Merkel a ‘Persona Non Grata’
Merkel is not very welcome in Southern Europe. Let’s see how the Euromess develops going further. One thing is sure, people don’t like the Troika nor Merkel. From her last visit in Portugal, via Spiegel.
Many people in the country view the situation differently. “Go To Hell Troika,” for example, has been the motto of one Facebook group created by the left-wing opposition, unions and civic groups to protest Merkel’s visit. And five days before her visit, more than a hundred intellectuals and artists signed an open letter posted on the Internet declaring Merkel to be a “persona non grata.” As in Greece, where protesters also greeted the chancellor during her recent visit, Merkel is being viewed by a growing portion of the population in Portugal as the personification of austerity measures and the leader responsible for the painful cuts that they are being forced to accept in return for aid from their European partners.
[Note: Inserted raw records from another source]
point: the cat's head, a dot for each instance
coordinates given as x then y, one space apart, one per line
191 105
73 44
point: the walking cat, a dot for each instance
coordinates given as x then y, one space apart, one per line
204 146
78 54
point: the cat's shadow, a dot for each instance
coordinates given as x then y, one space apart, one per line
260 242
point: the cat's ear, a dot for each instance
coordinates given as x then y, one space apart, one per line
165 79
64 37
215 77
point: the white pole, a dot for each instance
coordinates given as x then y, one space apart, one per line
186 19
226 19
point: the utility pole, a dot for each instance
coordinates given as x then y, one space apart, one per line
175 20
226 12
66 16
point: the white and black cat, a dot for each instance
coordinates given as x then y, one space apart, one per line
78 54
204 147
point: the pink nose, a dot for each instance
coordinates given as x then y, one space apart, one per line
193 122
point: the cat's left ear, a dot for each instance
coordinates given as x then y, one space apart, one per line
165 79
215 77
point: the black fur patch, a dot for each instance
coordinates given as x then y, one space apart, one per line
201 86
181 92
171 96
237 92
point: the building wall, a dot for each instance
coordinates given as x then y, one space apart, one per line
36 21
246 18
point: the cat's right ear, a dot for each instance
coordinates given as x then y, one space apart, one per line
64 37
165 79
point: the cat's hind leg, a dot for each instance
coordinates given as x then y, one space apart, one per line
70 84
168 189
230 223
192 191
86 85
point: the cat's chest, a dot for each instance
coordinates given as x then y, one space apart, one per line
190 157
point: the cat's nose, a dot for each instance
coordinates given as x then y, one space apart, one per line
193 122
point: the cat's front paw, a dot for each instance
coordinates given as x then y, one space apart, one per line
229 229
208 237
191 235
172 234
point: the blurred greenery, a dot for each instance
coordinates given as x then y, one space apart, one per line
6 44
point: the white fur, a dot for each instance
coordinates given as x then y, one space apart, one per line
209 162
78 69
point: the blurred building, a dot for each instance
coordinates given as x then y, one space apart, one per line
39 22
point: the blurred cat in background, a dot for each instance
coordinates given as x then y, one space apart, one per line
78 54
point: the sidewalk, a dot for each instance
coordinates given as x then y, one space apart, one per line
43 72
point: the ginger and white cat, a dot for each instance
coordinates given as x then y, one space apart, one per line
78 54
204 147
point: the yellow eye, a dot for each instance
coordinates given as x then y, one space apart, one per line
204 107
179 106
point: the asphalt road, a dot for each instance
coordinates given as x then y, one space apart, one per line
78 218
In May 2011, the country became the recipient of a bailout package from the European Financial Stability Facility, the temporary euro rescue fund. At the time,the troika — comprised of the European Commission, the European Central Bank and the International Monetary Fund — provided Portugal with a €78 billion emergency loan. The conditions for the aid have already been extended by a year and stipulate that Lisbon reduce deficit spending to 4.5 percent of gross domestic product by next year, with the country then adhering to the EU upper ceiling of 3 percent deficit spending by 2014. It also envisions Portugal being able to finance itself independently via the markets again by September 2013.
The Portuguese have long been considered model pupils when it comes to reforms, but many experts have come to believe that the country is still going to have to rely on its creditors for a longer period of time. Recently, they have registered signs of fatigue in Lisbon’s reform efforts. That’s little wonder given the deep recession that has caused the economy to contract by 3 percent this year and an unemployment rate that is at 16 percent and rising. Among the Portuguese under the age of 24, more than one-third are jobless.